Нагруженный одиноким сундуком осел остался позади. Лайлин снова пошатнулся и вцепился в плечо племянника.

— Как же ты вырос, — повторил он горячечно, исступленно. — Как вырос.

Шедший от него жар чувствовался даже под солнцем.

— Ты ведь приютишь меня? Я так устал.

Тут снова подал голос привратник. Ати понял, что тот говорил все это время, просто никто не слушал его.

— А госпожа? Что подумает госпожа? Нельзя не спрашивать госпожу.

Мысль о матери остановила Ати. Ничего не желал бы он больше, чем спросить ее позволения пустить в дом нового человека, такого, тем более, человека. Только вот знал, как сурова может она быть к потревожившим без достойной причины. На тебя оставили, ты и решай, он уже слышал этот укор. Услышать взаправду бы не хотел.

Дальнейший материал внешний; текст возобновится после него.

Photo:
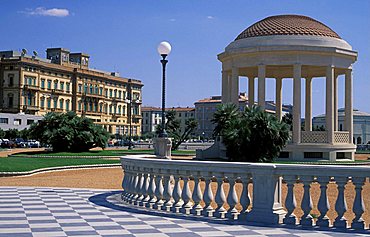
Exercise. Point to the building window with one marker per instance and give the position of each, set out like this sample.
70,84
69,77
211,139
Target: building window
17,122
67,105
55,103
61,103
42,102
11,79
10,100
48,101
4,120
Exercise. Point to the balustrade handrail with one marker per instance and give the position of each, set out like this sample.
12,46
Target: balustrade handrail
155,183
239,168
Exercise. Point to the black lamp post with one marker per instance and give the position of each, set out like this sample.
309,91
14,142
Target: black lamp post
164,48
129,97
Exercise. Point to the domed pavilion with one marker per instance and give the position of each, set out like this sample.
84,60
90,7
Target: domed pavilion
295,47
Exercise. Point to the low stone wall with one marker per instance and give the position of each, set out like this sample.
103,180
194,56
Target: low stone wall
165,185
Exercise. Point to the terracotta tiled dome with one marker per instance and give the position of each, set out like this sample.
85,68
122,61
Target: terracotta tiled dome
287,25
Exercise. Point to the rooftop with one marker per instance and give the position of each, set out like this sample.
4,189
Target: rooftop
288,25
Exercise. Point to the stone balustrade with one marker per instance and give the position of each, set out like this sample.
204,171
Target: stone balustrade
249,192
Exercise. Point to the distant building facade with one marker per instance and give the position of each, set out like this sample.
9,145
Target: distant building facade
64,82
152,116
361,125
205,108
17,121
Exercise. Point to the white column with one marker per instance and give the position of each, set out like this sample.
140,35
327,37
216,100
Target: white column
335,103
225,87
250,91
330,103
234,97
348,118
308,107
278,99
297,104
261,85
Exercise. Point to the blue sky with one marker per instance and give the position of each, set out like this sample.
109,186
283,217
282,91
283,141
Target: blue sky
123,36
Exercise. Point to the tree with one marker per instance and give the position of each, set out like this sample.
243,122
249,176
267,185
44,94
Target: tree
173,129
251,135
68,132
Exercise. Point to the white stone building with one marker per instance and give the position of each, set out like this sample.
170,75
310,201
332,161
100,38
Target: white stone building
294,47
361,125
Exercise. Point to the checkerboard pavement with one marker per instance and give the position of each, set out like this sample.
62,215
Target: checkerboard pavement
28,211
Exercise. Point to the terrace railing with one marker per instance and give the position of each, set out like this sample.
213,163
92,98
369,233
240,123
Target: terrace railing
307,195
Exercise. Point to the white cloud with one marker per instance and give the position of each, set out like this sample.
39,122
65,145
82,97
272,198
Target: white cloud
41,11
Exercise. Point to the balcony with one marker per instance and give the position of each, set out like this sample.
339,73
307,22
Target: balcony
31,87
57,92
189,187
56,110
93,95
31,108
322,137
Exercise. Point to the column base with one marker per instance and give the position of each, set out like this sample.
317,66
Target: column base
265,216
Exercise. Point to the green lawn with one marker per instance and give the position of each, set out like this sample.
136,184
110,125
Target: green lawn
100,153
17,164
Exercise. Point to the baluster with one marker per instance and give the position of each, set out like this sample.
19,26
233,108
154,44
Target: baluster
208,197
244,197
323,205
358,205
141,190
341,205
146,192
220,198
177,193
159,192
125,186
306,219
197,197
290,201
134,188
152,191
168,192
186,196
128,187
232,200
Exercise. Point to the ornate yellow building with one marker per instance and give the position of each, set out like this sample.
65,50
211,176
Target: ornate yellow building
64,82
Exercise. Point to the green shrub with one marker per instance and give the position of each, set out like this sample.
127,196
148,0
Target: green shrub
251,135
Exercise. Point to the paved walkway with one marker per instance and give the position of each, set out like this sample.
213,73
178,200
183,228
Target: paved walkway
28,211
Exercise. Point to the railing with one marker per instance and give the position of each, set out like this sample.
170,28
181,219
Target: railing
314,137
266,193
341,137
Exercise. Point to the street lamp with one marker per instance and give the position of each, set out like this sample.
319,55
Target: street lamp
129,100
164,49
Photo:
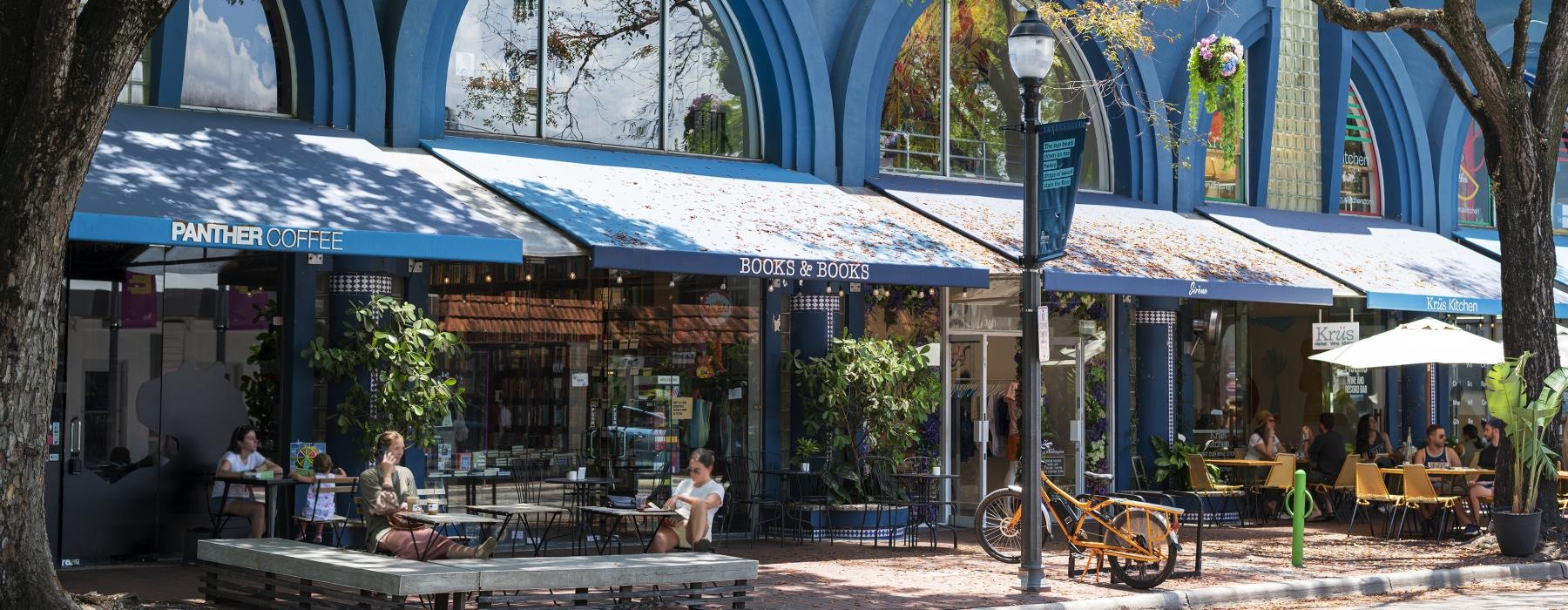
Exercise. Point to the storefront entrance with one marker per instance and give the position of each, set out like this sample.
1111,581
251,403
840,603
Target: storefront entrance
154,345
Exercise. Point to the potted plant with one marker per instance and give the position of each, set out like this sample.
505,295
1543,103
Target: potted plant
1217,71
1518,529
389,356
866,397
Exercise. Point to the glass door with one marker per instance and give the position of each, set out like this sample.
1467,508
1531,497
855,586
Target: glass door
156,349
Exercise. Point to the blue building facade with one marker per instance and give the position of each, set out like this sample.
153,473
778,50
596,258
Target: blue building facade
574,148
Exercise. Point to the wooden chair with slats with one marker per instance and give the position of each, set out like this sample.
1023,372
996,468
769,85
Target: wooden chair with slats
1371,490
1421,492
1205,488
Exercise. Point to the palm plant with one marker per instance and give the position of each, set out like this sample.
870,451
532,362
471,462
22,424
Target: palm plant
1524,422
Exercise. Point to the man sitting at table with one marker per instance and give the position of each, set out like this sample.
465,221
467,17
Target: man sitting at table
1481,490
695,527
1327,455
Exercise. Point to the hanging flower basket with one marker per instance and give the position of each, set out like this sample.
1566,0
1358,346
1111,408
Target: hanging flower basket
1217,71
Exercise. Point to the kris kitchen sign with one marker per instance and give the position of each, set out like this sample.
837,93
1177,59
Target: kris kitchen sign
1333,335
256,237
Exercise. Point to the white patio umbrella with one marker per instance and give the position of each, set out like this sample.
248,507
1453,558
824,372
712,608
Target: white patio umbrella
1424,341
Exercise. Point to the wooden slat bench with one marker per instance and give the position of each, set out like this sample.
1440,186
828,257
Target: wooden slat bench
700,580
268,573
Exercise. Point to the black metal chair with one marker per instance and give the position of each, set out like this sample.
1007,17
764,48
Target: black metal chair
925,496
753,500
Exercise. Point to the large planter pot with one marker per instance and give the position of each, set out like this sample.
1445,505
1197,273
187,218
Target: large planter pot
1517,533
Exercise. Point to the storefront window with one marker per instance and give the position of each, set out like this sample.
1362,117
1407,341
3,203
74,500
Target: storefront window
1225,174
607,66
1360,190
619,372
165,351
233,60
982,98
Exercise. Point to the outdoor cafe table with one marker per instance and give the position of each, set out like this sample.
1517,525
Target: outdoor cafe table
281,482
580,485
613,518
444,521
523,512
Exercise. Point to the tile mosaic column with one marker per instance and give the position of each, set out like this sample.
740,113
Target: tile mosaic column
814,320
1156,375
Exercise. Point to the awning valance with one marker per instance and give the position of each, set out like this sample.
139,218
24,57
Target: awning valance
1397,266
656,212
1487,242
1120,247
188,178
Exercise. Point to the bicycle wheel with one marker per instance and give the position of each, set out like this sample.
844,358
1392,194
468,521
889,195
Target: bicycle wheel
1148,529
999,524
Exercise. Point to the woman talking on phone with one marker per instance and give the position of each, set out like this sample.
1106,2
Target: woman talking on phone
388,490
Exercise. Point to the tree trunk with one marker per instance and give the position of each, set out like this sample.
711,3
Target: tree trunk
1524,182
62,66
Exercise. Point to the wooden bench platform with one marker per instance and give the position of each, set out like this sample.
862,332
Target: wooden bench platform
268,573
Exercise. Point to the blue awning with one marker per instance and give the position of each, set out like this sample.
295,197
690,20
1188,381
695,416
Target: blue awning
1396,266
1487,242
703,215
186,178
1120,247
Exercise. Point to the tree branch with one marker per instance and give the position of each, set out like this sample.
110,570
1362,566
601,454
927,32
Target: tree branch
1521,37
1551,66
1395,17
1440,55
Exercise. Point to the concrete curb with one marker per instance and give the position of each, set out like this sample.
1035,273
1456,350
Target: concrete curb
1311,588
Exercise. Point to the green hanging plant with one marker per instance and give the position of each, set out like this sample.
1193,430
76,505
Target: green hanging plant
1217,71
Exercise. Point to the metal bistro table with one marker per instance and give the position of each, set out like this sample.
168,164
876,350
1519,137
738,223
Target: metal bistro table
278,482
613,518
523,512
470,480
582,485
443,521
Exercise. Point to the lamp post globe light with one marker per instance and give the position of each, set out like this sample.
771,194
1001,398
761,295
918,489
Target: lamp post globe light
1031,49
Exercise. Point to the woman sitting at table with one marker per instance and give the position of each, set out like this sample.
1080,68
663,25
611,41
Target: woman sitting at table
240,458
1264,444
697,500
1372,441
388,490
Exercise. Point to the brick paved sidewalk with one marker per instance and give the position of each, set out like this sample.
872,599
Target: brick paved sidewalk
850,576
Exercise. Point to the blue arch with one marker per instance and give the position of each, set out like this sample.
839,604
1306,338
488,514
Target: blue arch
1396,115
1256,31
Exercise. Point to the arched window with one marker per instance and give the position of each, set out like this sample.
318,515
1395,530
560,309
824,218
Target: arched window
654,74
233,55
1360,190
1225,174
982,96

— Надми рассердится, если ее отвлекут из-за меня, — вторя его мыслям, сказал дядя. — Зачем беспокоить ее.

Ати кивнул. Одно он теперь знал наверняка: тот не был безумен.

Понял, наконец, и другое. Поток слов, который дядя все это время изливал на них, вовсе не отрицал тяжести его нездоровья. Крайняя степень возбуждения заставляла Лайлина говорить, но усилие выжигало топливо сил. Топливо, запас которого и без того почти иссяк. Откажи они ему — он бы остался ни с чем. Один в городе, где никто не ждал его.